Y’a des gens comme ça, on en connait tous, on est très proches, pendant un certain temps, et puis on se perd de vue. Banal.

Maintenant avec le net, Facebook et compagnie, c’est souvent qu’on retrouve des connaissances. Ça fait toujours plaisir, mais c’est rare (dans mon cas), que ça aille plus loin que quelques mails et/ou ajout à ses amis Facebook. Chacun fait sa vie, fatalement ça diverge, on a de bons souvenirs, on est toujours content d’avoir des nouvelles mais on n’a plus grand chose à se dire en fait.

Plus rare, quand le net permet de renouer un contact étroit et durable. Mais ça existe. Le copain Barnabé, tiens, ça fait bien trois ans qu’on n’avait plus de nouvelles, on savait bien qu’il n’était pas mort, mais on le supposait fâché ou au minimum, surbooké pour ne pas répondre à deux ou trois courriels, ensuite on n’ose plus.

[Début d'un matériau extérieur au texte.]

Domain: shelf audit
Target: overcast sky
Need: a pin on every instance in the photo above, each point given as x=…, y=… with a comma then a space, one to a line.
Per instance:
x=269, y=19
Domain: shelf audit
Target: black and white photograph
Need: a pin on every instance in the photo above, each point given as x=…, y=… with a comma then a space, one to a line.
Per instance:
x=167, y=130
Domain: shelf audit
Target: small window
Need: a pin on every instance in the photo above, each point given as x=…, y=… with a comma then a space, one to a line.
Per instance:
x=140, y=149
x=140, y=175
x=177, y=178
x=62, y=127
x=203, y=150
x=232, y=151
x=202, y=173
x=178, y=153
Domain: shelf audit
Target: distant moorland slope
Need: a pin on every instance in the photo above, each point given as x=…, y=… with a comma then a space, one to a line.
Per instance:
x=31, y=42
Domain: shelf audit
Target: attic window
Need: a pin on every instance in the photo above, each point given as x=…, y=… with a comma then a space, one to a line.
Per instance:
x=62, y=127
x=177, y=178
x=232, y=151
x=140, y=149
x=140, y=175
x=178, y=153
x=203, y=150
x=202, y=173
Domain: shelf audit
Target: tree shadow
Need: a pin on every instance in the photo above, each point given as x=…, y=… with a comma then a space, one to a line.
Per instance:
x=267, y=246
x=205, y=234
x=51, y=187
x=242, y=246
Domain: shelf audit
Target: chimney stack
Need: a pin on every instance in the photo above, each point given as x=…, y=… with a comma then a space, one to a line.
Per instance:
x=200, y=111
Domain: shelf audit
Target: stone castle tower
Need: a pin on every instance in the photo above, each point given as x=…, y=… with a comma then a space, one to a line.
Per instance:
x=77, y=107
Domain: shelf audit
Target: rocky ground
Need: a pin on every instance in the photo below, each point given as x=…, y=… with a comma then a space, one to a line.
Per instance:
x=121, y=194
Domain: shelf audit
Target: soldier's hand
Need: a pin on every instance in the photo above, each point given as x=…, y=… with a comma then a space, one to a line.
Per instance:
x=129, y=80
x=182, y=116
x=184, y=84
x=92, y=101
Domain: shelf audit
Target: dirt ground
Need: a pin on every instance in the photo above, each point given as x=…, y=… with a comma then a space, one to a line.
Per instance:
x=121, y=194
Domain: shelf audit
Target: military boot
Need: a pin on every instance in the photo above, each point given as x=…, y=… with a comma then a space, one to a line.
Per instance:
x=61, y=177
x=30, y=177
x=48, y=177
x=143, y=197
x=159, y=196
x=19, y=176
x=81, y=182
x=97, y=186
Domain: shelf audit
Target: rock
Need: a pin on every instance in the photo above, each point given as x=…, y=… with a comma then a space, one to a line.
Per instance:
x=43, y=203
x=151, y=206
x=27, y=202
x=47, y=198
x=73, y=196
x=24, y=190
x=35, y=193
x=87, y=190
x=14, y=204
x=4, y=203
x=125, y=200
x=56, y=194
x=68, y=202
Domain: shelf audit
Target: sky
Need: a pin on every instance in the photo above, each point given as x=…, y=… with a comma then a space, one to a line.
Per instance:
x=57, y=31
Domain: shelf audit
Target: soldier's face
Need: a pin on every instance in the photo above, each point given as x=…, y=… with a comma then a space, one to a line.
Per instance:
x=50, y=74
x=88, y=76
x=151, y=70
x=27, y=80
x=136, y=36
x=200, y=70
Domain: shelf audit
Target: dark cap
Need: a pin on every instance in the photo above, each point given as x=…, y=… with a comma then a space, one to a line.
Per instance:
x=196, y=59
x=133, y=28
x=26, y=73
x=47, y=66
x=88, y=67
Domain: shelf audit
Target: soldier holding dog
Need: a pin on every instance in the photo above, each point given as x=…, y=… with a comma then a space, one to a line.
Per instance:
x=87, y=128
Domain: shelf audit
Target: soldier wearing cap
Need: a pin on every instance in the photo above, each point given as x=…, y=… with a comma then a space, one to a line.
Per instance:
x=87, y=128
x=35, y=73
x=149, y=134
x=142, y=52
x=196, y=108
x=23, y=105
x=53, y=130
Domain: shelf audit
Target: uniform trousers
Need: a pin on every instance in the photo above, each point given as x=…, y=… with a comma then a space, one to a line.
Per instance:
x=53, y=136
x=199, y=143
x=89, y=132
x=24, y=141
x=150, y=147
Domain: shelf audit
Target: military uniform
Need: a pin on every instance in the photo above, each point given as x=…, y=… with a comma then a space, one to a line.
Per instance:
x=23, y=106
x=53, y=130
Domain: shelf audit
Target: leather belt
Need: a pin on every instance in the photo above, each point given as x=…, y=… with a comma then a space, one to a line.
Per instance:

Et puis on écrit des bêtises ici même, et dans le petit forum en bas de la page, une nouvelle signature : ça commence pareil et ça finit différemment, Barbuzard, ça lui va bien.

On avait fait quelques coups sympas ensemble à l’époque, la traversée à la nage d’un lac de 400 mètres de large, mais 12km de long, évidemment dans le sens de la longueur, Groix-Lorient à la nage aussi, quelques îles dans le golfe, montré nos fesses sur un parking d’Arradon à une vieille dame qui nous a traités de tous les noms et que si t’es pas contente Mamie, ben t’es pas obligée de regarder, passé quelques heures à table (et moi sur la sienne de table de kiné, à une époque où ça coinçait pas mal). Enfin des trucs comme on en vit tous avec un bon copain.

Donc moi je n’en fais plus du sport, sauf exception, mais lui oui. À l’époque il commençait à s’intéresser à la plongée, et je le retrouve avec un CV à faire pleurer de honte le commandant Cousteau.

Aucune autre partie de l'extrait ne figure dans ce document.